The Whitebreast tract, in Union and Jackson townships, covers 840 acres. In one of its valleys is a giant elm tree at least 200 years old. A tributary of Whitebreast creek flows near this tree and it is partially fed by a natural spring that is active the year around. Over this stream a rustic bridge has been constructed. The bridge will be part of an auto trail through the area. CCC youths were constructing fence in the tract Wednesday. Additional road work is to start in two weeks. Besides projects similar to those of the other areas, work in the Whitebreast has included sowing of range vegetation. Approximately 90 acres of land which had been robbed of fertility through planting of crops and erosion now is covered with rye and bluegrass. Eventually it will be pasture land.

Not far from the Whitebreast tract is the Lucas area of 800 acres, all in Jackson township. Road building also is in progress there, while timber stand improvement, erosion control, tree planting and planting of food and construction of shelters for game already has been accomplshed. On the proposed program for the Lucas land is construction of a small lake which will be stocked with catfish and also will serve as a stopping place for ducks. All that will be necessary to create the lake is to move shale left by an abandoned mine for construciton of a dam. 

Most tree planting has been on land taken out of cultivation. An idea of the extent of such land from which farmers attempted in vain to grow a profit is gained from the fact that nearly 210,000 trees have been planted on it --- 109,500 in the Brown-Herrick tract, 59,000 in the Lucas tract and 41,000 in the Whitebreast tract --- this year.

Varieties planted include Black Walnut, Jack Pine, Red Pine, Green Ash, White Pine, Red Cedar, Virginia Pine, Osage Orange, Black Locust, Cottonwood, Elm, Hackberry and Hickory.

Fence construction has provded benefit to farmers living around the areas. Before it was purchased by the state, most of the forest land was owned by absentee landlords who weren't interested in paying out money for fence on land that brought little or no income. As a result the neighboring farmer who wished to keep his livestock out of these areas had to carry the entire expense burden himself or suffer the consequences. Now the Forest Service makes agreements with neighboring farm owners under which the state shares half the expense of fencing materials and provides construction labor.

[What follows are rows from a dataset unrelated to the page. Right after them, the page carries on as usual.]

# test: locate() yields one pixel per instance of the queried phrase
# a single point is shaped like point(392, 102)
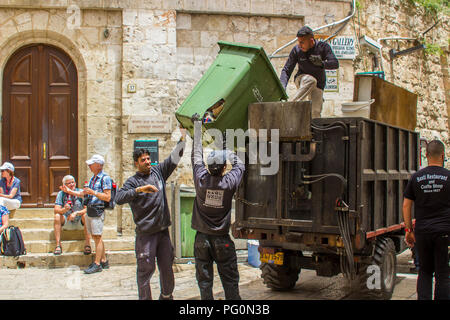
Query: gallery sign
point(344, 47)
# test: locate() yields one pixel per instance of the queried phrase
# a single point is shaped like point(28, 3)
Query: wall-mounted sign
point(131, 88)
point(332, 84)
point(150, 145)
point(150, 124)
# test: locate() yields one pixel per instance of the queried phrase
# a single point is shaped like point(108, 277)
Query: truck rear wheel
point(281, 278)
point(377, 280)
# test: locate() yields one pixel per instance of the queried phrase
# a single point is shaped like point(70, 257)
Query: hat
point(7, 166)
point(96, 158)
point(304, 31)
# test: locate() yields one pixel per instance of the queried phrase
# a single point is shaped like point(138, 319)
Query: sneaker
point(105, 265)
point(93, 268)
point(414, 270)
point(162, 297)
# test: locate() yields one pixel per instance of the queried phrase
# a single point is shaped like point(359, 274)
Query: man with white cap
point(9, 188)
point(95, 194)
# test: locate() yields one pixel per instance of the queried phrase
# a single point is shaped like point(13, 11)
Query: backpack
point(11, 242)
point(109, 205)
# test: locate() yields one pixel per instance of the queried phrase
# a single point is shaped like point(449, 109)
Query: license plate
point(275, 258)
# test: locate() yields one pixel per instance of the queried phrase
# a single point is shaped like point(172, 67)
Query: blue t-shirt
point(62, 198)
point(15, 184)
point(99, 183)
point(3, 211)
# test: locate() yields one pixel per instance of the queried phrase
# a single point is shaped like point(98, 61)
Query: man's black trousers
point(433, 260)
point(219, 249)
point(148, 248)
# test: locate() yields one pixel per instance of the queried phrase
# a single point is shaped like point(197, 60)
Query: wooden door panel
point(19, 134)
point(59, 129)
point(56, 175)
point(24, 174)
point(22, 74)
point(39, 127)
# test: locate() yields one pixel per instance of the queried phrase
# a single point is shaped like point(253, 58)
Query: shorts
point(75, 224)
point(94, 225)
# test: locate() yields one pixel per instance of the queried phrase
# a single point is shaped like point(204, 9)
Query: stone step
point(77, 259)
point(27, 213)
point(32, 223)
point(49, 234)
point(47, 246)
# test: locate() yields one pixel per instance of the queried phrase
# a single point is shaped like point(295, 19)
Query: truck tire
point(384, 264)
point(280, 278)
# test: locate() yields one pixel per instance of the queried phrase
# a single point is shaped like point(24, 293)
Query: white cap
point(96, 158)
point(7, 166)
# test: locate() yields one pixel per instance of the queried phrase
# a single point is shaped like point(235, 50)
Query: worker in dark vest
point(313, 58)
point(212, 217)
point(429, 191)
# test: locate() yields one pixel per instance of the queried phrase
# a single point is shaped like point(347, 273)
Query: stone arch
point(21, 39)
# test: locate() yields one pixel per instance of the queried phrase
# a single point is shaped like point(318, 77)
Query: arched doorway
point(40, 120)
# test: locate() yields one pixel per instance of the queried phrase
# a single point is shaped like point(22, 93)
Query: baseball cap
point(304, 31)
point(96, 158)
point(7, 166)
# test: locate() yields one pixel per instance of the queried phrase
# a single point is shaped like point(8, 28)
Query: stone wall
point(419, 72)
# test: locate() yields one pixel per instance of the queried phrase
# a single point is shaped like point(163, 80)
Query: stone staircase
point(37, 231)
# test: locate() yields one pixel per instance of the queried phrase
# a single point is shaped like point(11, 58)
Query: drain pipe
point(273, 55)
point(381, 46)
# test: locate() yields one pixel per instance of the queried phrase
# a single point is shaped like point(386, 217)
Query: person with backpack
point(4, 218)
point(96, 194)
point(145, 192)
point(70, 214)
point(9, 188)
point(11, 240)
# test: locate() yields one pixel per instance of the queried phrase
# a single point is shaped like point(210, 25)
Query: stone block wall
point(419, 72)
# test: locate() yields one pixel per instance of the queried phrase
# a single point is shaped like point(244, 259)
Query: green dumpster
point(241, 74)
point(187, 233)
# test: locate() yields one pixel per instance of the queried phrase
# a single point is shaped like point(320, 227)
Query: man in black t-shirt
point(429, 190)
point(313, 58)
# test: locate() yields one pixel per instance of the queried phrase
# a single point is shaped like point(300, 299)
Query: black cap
point(304, 31)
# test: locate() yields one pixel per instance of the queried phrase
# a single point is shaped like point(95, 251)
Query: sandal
point(87, 250)
point(58, 251)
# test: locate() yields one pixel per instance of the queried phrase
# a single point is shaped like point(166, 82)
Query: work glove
point(316, 60)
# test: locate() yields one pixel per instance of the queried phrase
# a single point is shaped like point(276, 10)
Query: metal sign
point(332, 84)
point(151, 146)
point(344, 47)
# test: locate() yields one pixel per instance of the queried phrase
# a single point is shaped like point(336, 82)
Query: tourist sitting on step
point(70, 214)
point(9, 188)
point(4, 218)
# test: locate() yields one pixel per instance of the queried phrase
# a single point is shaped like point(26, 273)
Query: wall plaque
point(150, 124)
point(151, 146)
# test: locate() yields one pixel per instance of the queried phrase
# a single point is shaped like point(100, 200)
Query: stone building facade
point(142, 58)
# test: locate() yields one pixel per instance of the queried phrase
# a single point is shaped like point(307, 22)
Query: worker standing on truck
point(429, 190)
point(211, 217)
point(313, 58)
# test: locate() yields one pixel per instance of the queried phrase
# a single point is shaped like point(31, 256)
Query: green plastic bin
point(241, 74)
point(187, 233)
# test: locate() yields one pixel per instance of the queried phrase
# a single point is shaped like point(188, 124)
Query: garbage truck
point(334, 202)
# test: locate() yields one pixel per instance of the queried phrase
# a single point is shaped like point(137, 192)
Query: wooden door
point(39, 121)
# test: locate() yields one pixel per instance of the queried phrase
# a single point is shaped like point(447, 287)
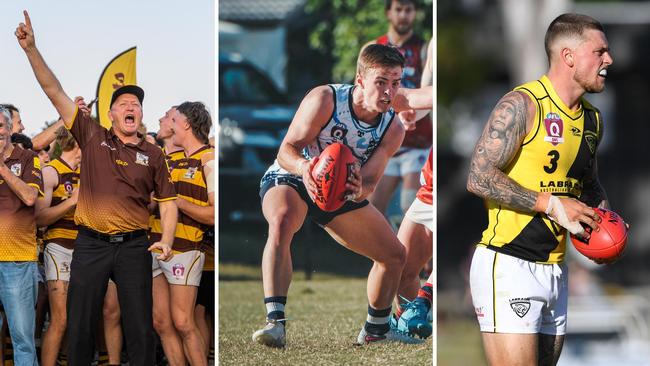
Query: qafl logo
point(554, 129)
point(68, 187)
point(338, 132)
point(520, 306)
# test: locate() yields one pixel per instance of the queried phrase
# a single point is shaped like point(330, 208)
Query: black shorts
point(313, 212)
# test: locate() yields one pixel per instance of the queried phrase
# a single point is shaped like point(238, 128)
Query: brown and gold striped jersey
point(17, 220)
point(64, 230)
point(190, 185)
point(117, 179)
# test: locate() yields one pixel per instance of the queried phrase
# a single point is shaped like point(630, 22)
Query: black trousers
point(128, 264)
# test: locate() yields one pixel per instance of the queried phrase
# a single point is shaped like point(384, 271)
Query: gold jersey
point(555, 156)
point(63, 231)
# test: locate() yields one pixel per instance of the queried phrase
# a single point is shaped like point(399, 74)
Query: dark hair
point(199, 118)
point(378, 55)
point(19, 138)
point(569, 24)
point(64, 139)
point(389, 3)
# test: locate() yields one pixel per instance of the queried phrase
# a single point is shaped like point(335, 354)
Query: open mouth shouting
point(129, 120)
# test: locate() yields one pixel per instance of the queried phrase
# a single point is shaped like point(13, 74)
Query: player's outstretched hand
point(354, 184)
point(568, 213)
point(25, 33)
point(81, 104)
point(164, 249)
point(305, 167)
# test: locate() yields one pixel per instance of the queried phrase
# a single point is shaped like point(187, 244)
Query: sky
point(176, 54)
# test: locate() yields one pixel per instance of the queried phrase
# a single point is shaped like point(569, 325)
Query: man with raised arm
point(120, 172)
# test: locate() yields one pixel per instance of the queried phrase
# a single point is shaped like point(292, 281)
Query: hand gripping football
point(331, 172)
point(606, 244)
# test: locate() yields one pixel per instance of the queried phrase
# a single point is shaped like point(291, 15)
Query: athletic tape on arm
point(556, 212)
point(209, 177)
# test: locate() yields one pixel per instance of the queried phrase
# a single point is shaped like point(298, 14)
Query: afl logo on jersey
point(68, 187)
point(338, 132)
point(554, 129)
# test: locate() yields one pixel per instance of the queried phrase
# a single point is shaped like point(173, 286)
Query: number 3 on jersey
point(555, 156)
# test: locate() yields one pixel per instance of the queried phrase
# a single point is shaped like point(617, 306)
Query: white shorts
point(57, 262)
point(511, 295)
point(408, 162)
point(182, 269)
point(421, 213)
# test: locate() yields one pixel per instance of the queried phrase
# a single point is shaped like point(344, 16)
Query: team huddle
point(125, 226)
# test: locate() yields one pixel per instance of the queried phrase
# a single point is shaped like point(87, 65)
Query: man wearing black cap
point(120, 171)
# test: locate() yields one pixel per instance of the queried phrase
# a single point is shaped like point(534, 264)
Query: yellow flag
point(119, 72)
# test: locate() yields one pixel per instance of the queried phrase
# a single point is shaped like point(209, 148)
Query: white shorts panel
point(408, 162)
point(183, 269)
point(57, 262)
point(511, 295)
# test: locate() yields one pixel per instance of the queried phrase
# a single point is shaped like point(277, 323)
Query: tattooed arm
point(509, 123)
point(504, 132)
point(593, 193)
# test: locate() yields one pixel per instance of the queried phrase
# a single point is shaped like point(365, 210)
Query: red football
point(608, 243)
point(331, 173)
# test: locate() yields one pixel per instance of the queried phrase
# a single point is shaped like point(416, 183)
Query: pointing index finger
point(27, 20)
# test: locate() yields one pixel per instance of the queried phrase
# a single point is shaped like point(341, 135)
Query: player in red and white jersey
point(416, 233)
point(404, 166)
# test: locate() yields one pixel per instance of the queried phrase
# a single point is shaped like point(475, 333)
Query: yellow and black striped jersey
point(63, 231)
point(555, 157)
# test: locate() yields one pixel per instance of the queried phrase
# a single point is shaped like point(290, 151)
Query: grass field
point(325, 316)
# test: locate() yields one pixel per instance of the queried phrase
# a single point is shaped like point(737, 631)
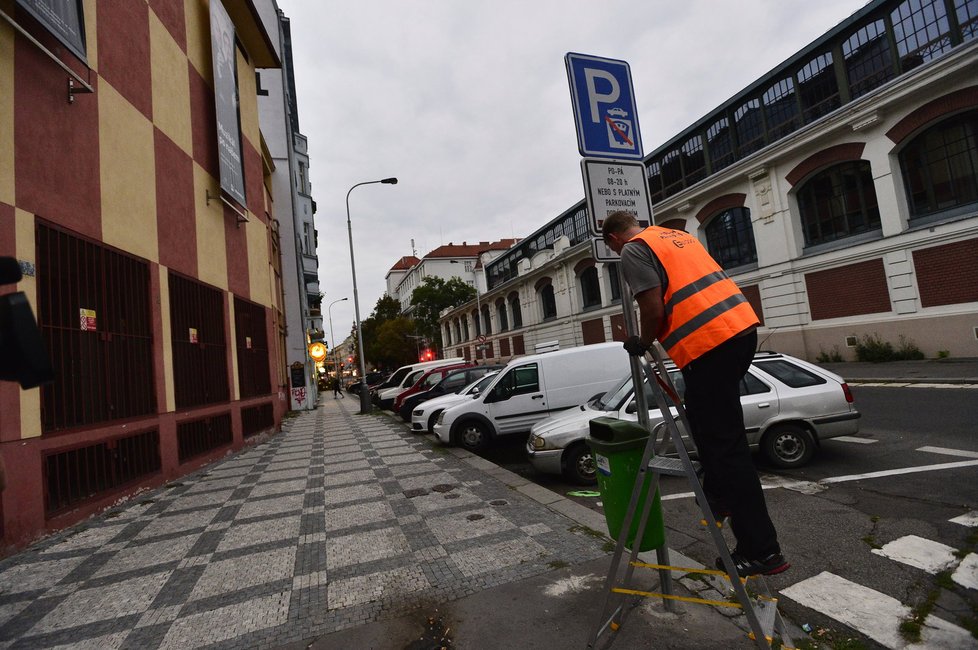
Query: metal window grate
point(77, 475)
point(201, 436)
point(200, 363)
point(256, 419)
point(252, 347)
point(94, 313)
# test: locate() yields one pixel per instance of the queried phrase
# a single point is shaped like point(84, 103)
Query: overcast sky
point(466, 102)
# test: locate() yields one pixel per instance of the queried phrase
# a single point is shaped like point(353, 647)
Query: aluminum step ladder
point(761, 609)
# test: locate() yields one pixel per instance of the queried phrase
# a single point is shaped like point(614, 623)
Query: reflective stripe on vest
point(702, 306)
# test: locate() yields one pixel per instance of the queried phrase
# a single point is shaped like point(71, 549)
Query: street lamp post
point(332, 339)
point(364, 394)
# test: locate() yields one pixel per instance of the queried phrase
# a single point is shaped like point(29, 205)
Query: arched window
point(501, 315)
point(486, 320)
point(514, 306)
point(940, 166)
point(838, 202)
point(590, 288)
point(730, 238)
point(548, 302)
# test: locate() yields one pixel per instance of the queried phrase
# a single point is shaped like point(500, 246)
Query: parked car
point(424, 414)
point(789, 406)
point(440, 382)
point(431, 377)
point(529, 389)
point(402, 379)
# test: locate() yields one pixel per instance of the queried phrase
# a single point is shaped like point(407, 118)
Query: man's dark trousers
point(717, 420)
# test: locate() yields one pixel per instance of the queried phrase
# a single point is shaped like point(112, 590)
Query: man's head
point(618, 228)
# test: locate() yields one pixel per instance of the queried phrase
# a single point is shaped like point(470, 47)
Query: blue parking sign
point(604, 107)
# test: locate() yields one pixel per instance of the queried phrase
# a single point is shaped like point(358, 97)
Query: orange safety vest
point(703, 307)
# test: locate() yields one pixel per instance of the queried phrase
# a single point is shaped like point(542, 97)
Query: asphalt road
point(831, 516)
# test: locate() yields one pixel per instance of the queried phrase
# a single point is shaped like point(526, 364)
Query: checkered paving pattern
point(340, 520)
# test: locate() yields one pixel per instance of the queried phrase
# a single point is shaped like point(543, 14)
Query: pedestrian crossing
point(878, 615)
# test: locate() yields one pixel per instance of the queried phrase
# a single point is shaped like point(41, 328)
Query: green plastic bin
point(618, 447)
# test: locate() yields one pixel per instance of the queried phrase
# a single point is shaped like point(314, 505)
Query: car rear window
point(789, 374)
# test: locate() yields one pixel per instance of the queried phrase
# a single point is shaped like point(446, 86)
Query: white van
point(404, 377)
point(529, 389)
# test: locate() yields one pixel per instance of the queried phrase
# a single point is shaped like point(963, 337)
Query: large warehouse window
point(838, 202)
point(869, 62)
point(940, 166)
point(921, 30)
point(730, 238)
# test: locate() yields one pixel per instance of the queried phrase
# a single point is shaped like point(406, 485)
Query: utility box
point(618, 447)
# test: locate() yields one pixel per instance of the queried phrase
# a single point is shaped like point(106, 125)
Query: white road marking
point(861, 441)
point(967, 519)
point(872, 613)
point(949, 452)
point(808, 487)
point(897, 472)
point(967, 573)
point(919, 552)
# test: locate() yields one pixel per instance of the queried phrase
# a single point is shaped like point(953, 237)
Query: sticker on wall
point(86, 320)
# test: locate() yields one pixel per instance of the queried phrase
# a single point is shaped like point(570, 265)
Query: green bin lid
point(613, 430)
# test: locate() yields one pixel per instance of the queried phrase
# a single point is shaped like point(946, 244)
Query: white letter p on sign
point(594, 97)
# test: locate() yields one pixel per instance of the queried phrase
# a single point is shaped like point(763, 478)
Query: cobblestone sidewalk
point(339, 520)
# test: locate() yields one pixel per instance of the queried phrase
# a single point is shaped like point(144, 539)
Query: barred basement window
point(201, 436)
point(252, 348)
point(200, 373)
point(81, 474)
point(256, 419)
point(93, 310)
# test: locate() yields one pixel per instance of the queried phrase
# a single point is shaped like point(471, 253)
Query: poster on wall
point(226, 103)
point(64, 19)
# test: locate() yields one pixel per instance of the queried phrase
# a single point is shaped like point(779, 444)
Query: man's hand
point(634, 346)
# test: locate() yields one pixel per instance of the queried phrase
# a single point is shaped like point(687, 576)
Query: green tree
point(392, 347)
point(386, 310)
point(433, 296)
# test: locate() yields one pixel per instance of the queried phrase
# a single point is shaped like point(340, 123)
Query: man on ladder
point(707, 326)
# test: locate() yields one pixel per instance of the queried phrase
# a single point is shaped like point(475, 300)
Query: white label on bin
point(603, 465)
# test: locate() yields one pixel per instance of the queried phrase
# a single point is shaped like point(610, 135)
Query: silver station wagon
point(789, 405)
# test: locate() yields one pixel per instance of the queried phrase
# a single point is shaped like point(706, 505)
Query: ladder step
point(671, 466)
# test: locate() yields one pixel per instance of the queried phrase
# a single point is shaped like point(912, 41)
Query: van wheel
point(788, 446)
point(473, 435)
point(578, 465)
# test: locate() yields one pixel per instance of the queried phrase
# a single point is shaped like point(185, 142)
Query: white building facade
point(840, 192)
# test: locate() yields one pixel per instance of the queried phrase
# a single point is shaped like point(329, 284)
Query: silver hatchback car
point(789, 405)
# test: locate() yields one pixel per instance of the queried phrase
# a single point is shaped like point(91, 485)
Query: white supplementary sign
point(613, 185)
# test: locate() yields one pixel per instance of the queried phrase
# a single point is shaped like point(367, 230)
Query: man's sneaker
point(768, 566)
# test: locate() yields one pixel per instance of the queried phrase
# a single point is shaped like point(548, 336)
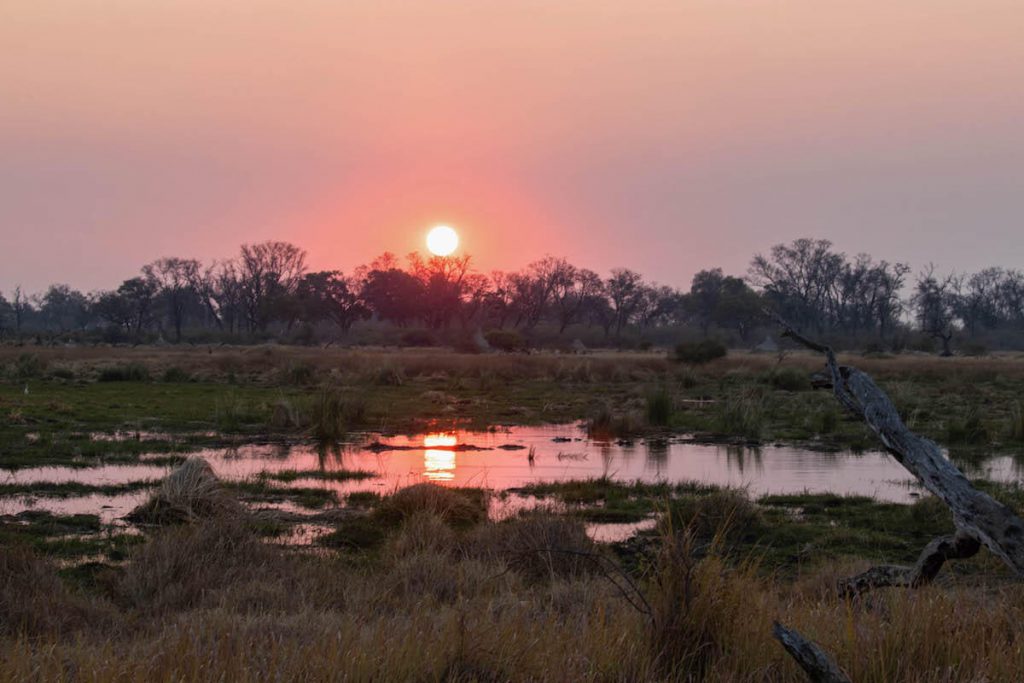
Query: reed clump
point(189, 494)
point(455, 507)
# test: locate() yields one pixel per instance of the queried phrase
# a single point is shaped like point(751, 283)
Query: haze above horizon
point(660, 136)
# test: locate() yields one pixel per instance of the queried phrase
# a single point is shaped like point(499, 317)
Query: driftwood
point(817, 664)
point(979, 518)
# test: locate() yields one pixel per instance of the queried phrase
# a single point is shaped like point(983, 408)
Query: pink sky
point(665, 136)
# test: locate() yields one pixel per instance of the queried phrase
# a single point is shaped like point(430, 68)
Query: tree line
point(267, 290)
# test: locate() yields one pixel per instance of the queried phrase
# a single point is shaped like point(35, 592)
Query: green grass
point(73, 488)
point(325, 475)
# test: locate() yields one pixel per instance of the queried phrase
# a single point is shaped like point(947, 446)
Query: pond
point(506, 459)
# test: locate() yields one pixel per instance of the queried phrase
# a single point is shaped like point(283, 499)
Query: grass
point(522, 599)
point(74, 488)
point(192, 492)
point(324, 475)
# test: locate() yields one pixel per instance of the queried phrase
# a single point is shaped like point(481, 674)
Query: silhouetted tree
point(267, 272)
point(329, 296)
point(935, 303)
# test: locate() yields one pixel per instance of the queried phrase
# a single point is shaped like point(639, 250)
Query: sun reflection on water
point(438, 458)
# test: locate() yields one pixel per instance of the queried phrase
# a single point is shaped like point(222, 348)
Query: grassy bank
point(443, 594)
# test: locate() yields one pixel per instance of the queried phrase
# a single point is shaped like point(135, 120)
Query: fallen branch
point(818, 665)
point(979, 518)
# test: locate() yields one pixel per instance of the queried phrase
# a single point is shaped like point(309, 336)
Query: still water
point(510, 458)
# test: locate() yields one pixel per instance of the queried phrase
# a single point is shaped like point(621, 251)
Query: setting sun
point(441, 241)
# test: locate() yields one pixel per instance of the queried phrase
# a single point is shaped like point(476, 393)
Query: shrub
point(333, 415)
point(175, 375)
point(62, 373)
point(538, 544)
point(606, 424)
point(742, 415)
point(193, 566)
point(969, 429)
point(190, 493)
point(132, 372)
point(299, 373)
point(786, 379)
point(974, 349)
point(34, 601)
point(455, 507)
point(699, 352)
point(1015, 423)
point(659, 408)
point(506, 340)
point(727, 514)
point(29, 366)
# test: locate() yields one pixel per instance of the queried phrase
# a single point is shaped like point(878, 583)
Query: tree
point(935, 303)
point(393, 295)
point(173, 279)
point(6, 314)
point(572, 288)
point(624, 291)
point(329, 296)
point(268, 272)
point(64, 308)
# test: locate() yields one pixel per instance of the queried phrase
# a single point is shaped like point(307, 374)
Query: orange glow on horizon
point(438, 458)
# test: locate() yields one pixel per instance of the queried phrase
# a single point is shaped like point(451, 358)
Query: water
point(512, 458)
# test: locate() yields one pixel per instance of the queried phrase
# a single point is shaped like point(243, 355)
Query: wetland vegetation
point(303, 571)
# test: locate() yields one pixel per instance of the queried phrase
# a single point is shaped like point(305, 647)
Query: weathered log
point(978, 517)
point(817, 664)
point(956, 547)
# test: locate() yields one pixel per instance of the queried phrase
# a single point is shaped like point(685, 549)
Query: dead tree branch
point(817, 664)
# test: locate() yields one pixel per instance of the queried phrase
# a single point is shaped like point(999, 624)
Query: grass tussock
point(742, 415)
point(537, 544)
point(333, 415)
point(607, 425)
point(188, 494)
point(130, 372)
point(34, 601)
point(455, 507)
point(659, 408)
point(517, 600)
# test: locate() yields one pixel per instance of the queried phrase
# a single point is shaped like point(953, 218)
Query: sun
point(441, 241)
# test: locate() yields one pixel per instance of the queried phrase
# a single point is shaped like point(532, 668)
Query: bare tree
point(267, 271)
point(935, 302)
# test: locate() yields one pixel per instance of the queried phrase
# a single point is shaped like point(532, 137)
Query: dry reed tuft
point(190, 493)
point(34, 601)
point(458, 508)
point(537, 544)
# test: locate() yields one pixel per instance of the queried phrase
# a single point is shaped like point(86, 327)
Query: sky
point(666, 136)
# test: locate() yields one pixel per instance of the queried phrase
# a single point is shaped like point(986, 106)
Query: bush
point(418, 338)
point(659, 408)
point(299, 373)
point(190, 493)
point(742, 415)
point(974, 349)
point(969, 429)
point(699, 352)
point(197, 566)
point(606, 425)
point(458, 508)
point(175, 376)
point(537, 544)
point(29, 366)
point(1015, 423)
point(333, 415)
point(132, 372)
point(506, 340)
point(787, 379)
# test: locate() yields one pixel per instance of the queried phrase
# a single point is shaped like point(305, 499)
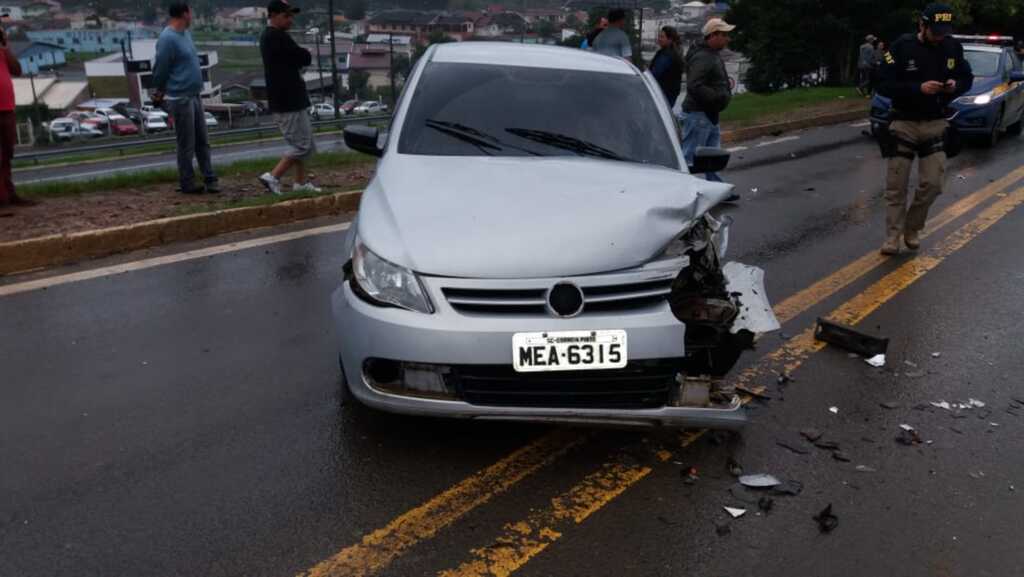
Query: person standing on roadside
point(177, 81)
point(283, 60)
point(588, 41)
point(667, 67)
point(613, 41)
point(708, 92)
point(865, 63)
point(8, 124)
point(922, 73)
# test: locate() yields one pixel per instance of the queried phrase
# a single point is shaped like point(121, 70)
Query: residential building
point(109, 79)
point(101, 41)
point(36, 56)
point(15, 10)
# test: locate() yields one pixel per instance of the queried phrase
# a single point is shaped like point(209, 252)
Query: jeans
point(189, 128)
point(698, 131)
point(8, 137)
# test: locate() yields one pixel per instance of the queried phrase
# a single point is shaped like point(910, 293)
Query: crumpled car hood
point(526, 217)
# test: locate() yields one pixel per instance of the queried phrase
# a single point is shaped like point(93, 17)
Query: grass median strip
point(249, 167)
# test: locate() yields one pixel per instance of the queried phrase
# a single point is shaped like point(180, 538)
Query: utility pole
point(390, 65)
point(334, 58)
point(320, 64)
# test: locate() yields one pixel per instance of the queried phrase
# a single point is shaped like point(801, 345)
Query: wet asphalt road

Not all of the forest land is useless so far as agriculture is concerned. Some of it, particularly in the Brown-Herrick tract, has been leased for farming and grazing. The state also, in time, will realize income from the sale of timber. But the timber will not be removed haphazardly and will be replaced with new plantings.

In the not too distant future picturesque scenery, much of it like that of the day the Indian lived in this section, will be enjoyed by Lucas county residents after a short automobile drive.

And it is not unreasonable to predict that tourists no longer will stop in Lucas county just for meals and gasoline. They'll extend their visits in order to inspect forest areas located in the heart of an agricultural center.

Note: The photos here were taken in the Cedar Creek Unit during October of 2011.

1 comment:

Mary Ellen said...

Great background to know! My mother had Stephen relatives, some still live around Ainsworth. I often wondered if we were related to the Stephen's Forest name. After reading this, not so sure but still most interesting. We are so fortunate to have this in a back yards.